Les anguilles suisses faisaient partie de ces migrateurs au long cours. A l’époque où la migration piscicole n’était pas entravée, elles rejoignaient la Suisse entre la quatrième et la sixième année de leur vie. Là où elles trouvent un territoire accueillant, elles se fixent et mangent pour se constituer des réserves en vue de leur migration de retour à travers les mers vers leur zone de frai.

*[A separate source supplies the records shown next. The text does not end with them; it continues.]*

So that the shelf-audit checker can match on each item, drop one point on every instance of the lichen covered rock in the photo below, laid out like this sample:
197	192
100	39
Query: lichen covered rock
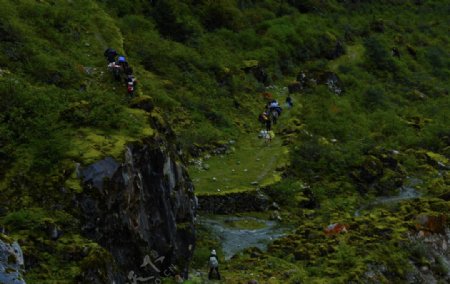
11	261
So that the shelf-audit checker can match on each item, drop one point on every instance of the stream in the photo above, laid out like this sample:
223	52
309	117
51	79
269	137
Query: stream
407	191
235	239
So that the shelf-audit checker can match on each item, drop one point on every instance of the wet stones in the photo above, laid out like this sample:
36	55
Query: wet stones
11	261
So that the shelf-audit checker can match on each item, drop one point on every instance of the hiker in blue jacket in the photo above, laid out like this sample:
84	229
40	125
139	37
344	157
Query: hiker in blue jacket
213	265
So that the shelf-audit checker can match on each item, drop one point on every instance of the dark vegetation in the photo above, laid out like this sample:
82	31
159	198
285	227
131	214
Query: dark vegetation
204	64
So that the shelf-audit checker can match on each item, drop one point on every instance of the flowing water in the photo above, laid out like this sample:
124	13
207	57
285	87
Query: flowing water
235	239
408	191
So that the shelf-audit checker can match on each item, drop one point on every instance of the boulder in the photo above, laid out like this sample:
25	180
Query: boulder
11	261
146	207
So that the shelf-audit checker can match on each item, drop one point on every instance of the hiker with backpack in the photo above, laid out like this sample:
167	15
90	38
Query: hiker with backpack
131	85
115	69
122	62
213	265
110	55
289	103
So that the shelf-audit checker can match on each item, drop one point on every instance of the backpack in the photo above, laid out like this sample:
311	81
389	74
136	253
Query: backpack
213	263
263	118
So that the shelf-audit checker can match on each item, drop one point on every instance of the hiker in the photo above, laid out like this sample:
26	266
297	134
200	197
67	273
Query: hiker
268	122
131	85
289	101
115	69
110	55
122	62
213	265
273	104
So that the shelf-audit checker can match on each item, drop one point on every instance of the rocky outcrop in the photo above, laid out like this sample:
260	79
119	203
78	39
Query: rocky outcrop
141	210
247	201
309	79
11	261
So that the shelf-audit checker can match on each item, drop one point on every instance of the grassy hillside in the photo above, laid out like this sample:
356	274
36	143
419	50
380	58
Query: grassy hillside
204	65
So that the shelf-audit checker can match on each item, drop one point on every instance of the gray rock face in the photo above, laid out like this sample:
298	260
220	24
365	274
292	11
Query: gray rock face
234	202
97	172
11	260
143	213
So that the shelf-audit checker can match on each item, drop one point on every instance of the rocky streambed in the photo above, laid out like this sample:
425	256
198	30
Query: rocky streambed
238	233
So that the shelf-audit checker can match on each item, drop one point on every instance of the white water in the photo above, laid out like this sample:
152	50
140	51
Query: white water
234	240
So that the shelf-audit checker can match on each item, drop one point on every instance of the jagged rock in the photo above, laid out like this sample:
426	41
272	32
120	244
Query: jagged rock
95	174
234	202
309	79
11	261
295	87
147	207
432	224
142	102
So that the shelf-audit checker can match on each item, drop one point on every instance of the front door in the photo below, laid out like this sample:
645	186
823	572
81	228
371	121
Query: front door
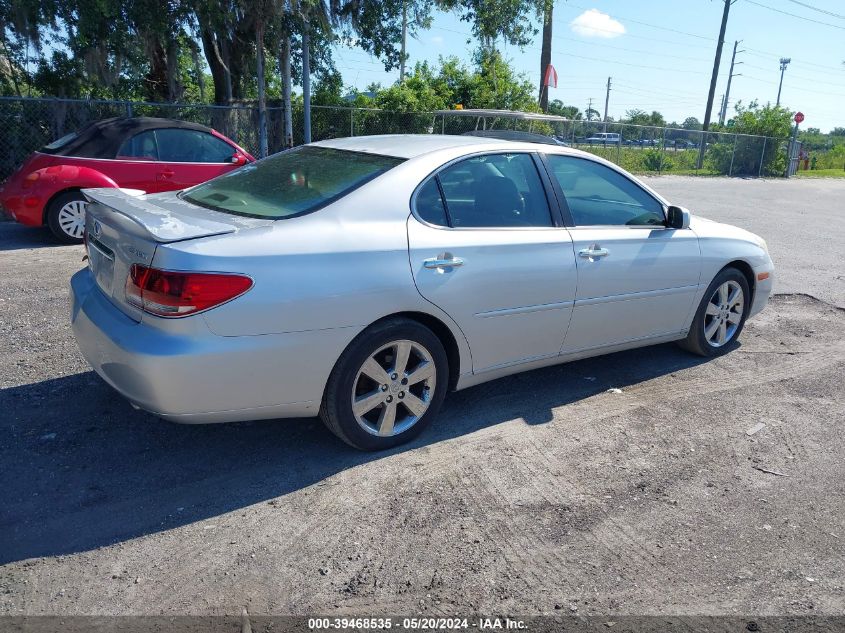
485	248
636	278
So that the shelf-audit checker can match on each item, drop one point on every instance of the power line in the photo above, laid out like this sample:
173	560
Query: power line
795	15
825	11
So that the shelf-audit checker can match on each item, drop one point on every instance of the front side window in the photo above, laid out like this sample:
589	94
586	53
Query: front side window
495	190
139	147
597	195
290	183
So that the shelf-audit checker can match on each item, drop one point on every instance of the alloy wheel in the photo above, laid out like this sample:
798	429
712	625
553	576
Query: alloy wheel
71	218
393	388
723	314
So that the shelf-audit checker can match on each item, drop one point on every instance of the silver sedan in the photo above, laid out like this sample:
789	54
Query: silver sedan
363	278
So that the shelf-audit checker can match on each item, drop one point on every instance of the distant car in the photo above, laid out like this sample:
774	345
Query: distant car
134	153
604	138
363	278
518	135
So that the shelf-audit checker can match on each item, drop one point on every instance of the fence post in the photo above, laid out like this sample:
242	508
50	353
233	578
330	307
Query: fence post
733	153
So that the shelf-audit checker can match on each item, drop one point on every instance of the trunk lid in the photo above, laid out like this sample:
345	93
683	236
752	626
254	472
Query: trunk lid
125	227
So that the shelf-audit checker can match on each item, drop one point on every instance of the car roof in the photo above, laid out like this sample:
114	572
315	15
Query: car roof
411	145
102	139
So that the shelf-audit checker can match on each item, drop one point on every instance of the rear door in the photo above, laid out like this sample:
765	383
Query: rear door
636	277
486	247
137	166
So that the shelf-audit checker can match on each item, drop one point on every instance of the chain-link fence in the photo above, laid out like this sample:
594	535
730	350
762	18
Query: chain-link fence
30	123
646	149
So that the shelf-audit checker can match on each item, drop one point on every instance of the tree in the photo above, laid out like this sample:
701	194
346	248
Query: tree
509	20
743	158
557	108
691	123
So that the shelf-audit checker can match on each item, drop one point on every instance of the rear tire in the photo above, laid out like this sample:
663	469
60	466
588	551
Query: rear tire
66	217
387	386
720	316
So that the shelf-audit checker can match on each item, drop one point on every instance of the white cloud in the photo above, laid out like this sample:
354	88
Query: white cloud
594	23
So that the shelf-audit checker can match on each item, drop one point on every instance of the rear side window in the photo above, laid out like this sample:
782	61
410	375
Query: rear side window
290	183
192	146
600	196
430	204
59	143
142	146
495	190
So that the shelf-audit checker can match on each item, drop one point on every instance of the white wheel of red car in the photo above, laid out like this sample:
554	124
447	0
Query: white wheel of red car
66	217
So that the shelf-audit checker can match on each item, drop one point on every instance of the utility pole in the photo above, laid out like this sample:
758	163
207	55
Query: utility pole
713	78
306	80
546	54
404	38
723	115
784	62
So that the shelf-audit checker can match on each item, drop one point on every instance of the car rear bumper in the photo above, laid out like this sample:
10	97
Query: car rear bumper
196	376
27	209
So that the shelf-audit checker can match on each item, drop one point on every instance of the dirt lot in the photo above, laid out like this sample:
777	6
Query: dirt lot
540	493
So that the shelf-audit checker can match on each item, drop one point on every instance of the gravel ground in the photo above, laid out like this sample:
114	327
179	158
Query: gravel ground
538	493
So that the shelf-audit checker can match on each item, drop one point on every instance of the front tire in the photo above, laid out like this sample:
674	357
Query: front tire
387	385
720	316
66	217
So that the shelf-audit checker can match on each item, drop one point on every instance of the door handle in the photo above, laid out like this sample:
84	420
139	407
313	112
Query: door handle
594	252
443	261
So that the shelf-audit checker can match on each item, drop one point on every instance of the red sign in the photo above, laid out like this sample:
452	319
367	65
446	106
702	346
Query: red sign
551	77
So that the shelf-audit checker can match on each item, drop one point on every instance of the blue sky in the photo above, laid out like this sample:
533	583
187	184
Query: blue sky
660	55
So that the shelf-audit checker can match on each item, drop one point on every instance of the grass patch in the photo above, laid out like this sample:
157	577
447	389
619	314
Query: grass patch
821	173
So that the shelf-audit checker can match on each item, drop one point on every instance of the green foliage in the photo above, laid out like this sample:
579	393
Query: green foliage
491	20
691	123
654	159
557	108
741	156
641	117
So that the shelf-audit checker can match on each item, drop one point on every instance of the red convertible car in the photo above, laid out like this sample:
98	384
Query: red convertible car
132	153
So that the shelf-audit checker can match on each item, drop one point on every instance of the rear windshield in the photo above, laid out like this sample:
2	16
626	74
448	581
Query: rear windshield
60	143
290	183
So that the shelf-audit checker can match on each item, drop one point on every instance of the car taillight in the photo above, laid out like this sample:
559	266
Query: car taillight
176	294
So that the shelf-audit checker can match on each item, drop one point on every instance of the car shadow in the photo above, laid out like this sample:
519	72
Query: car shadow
82	469
14	236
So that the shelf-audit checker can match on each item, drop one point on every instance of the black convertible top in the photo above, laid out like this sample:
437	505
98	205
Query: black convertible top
102	139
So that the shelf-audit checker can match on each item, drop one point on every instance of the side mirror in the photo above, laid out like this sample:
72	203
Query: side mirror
678	218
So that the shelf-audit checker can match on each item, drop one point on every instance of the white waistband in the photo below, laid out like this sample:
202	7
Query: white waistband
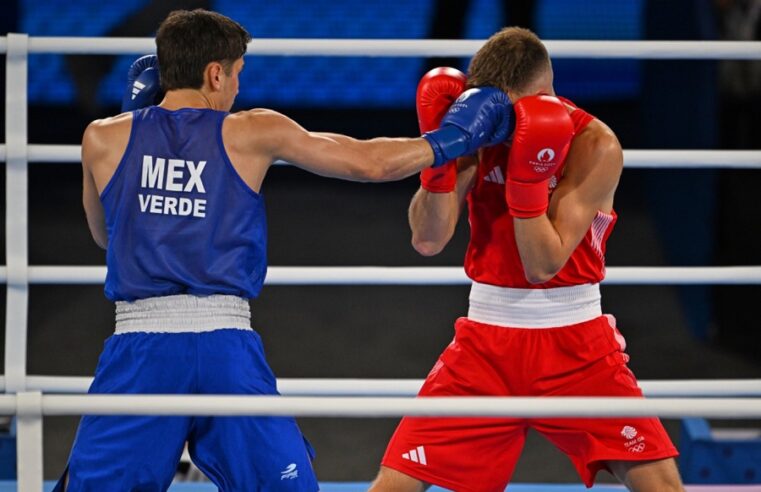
182	314
534	308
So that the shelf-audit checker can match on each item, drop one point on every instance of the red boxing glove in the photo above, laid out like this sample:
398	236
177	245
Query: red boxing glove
437	91
543	134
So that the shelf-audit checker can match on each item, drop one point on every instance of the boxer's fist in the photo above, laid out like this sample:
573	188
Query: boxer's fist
436	92
543	134
142	83
479	117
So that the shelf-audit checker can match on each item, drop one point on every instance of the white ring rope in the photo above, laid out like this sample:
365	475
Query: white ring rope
410	387
224	405
372	275
695	50
662	159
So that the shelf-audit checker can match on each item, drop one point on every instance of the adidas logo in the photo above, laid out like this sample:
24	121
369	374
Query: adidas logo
136	88
416	455
495	176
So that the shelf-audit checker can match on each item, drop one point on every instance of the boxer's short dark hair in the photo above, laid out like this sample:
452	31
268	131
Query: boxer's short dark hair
188	40
510	59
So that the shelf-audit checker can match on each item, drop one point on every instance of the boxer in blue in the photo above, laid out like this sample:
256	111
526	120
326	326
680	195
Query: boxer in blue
171	192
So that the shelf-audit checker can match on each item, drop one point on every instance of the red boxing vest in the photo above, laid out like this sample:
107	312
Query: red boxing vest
492	256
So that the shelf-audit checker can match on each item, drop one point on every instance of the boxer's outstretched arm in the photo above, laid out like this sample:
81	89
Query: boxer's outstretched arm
96	220
433	216
591	175
333	155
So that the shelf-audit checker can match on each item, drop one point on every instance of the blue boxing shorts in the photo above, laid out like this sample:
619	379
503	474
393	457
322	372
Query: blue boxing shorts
115	453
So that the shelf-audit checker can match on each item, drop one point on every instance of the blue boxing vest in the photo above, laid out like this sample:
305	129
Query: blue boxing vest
180	220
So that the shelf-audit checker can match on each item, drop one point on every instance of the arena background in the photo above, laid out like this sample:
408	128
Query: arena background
667	217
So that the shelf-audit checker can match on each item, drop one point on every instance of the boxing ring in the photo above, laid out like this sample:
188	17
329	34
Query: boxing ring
32	397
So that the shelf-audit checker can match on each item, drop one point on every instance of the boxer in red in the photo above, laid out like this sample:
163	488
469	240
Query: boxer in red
540	211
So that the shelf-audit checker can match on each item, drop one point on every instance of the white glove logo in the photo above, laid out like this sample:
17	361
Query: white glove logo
136	88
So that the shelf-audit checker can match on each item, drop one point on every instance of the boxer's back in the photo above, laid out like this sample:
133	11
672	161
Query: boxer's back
178	210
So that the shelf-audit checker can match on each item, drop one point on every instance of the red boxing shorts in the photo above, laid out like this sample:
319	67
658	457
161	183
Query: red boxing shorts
479	454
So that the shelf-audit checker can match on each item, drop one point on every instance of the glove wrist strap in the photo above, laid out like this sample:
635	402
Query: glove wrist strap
448	142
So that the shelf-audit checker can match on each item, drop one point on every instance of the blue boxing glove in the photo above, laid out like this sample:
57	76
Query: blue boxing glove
479	117
142	83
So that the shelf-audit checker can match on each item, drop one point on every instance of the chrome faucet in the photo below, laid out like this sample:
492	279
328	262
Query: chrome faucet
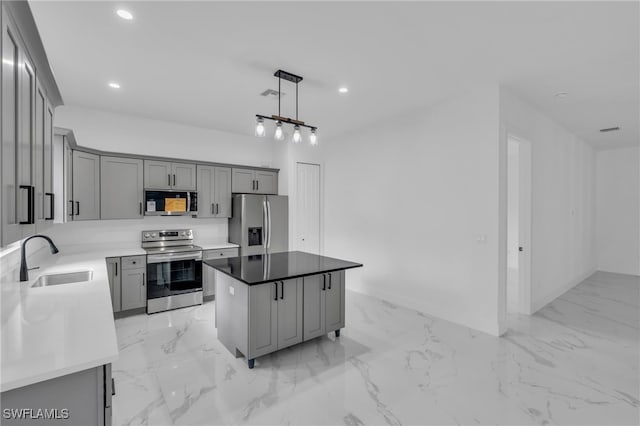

Cette période peut parfois durer jusqu’à vingt ans. Lorsque l’heure du voyage nuptial arrive, son corps se transforme en anguille argentée et elle entame son long chemin de retour, qui peut aller jusqu’à 6000 kilomètres, vers la mer des Sargasses, son lieu de naissance. Depuis 2007 la capture d’anguilles est fortement limitée ou interdite dans l’espace de l’Union européenne (UE).

Quotas annuels

La civelle est l’alevin de l’anguille européenne, classée vulnérable par l’Union internationale pour la conservation de la nature (UICN). Sa pêche, très réglementée, nécessite une licence spécifique et est soumise à des quotas définis annuellement, aux fins de consommation ou de repeuplement.

Sa vente hors de l’UE est interdite, mais une très forte demande existe en Asie. Le prix de la civelle peut atteindre 200 euros (234 francs) le kilo à la sortie de l’eau, jusqu’à 600 euros le kilo en bout de chaîne.